In: Operations Management
For your initial post, address the following: Decision surrounding biases have a great impact on organizations. From what you have read and researched, discuss the impact of biases on the decision-making process. Choose one of the heuristic options listed in chapter 3 and provide a basic analysis of how it creates a bias and give a real-world example.
Initial Post Length: minimum of 350 words
Solution -
In business world biases are a common factor that impact the decision making process by making the process much shorter but at the same time by making the process much more short-sighted and lesser holistic in nature. The one major heuristic is the anchoring heuristic which allows the user to form a bias on the first information available and hinders from exploring further.

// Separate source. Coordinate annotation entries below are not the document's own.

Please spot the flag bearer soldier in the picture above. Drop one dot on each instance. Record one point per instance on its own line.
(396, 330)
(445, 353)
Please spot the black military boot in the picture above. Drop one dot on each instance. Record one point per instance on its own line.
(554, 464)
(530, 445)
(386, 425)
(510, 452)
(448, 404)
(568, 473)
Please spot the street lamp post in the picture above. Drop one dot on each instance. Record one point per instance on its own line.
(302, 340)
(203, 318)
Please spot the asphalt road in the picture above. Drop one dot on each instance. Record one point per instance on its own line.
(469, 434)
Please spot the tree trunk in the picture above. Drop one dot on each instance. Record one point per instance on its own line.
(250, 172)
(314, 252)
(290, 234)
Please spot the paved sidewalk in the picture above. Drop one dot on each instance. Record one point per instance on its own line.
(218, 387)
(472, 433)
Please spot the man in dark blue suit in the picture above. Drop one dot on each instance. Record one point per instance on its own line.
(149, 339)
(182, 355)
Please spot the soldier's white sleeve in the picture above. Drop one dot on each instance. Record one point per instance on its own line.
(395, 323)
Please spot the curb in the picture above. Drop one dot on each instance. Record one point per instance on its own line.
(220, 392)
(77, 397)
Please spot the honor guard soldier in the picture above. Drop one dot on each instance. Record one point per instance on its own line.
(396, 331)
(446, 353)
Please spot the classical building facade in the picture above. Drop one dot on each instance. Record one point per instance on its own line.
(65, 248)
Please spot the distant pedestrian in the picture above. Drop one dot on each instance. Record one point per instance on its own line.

Anchoring bias is a faulty heuristic as it leads to situations where the affected does not look at the new information at hand and only tries to conform to the information that was presented at first instance and his or her cognitive engine has processed certain rules based on that information and believes them to be true. One such situation that I have encountered at my workplace is with freshers who are recruited as business analysts who start forming opinions at the time of requirement gathering and end up only looking at the information provided from one angle and make quick recommendations. I remember a particular incised where one of the freshers Ron who was a business analyst had gone for a requirement gathering exercise and by reading the process document had made certain assumptions. During the whole exercise of interaction with the user, Ron was only looking at what he had learned from the process document. He validated his understanding as per the document alone and little did he realised that the document was not updated since the last 4 months when there were certain changes in the process which he failed to capture. This resulted in wrong requirements gathering and faulty recommendations from the consultants. Ron in this case anchored himself to the process document and stuck to its principles without considering the live situation where the user was narrating the modified process.
Anchoring biases disfigure the judgement of the individual and leads to certain dangerous situations where the individual believes certain bthings which may only be partially correct and ignores certain facts that challenge the individual's first perceptions.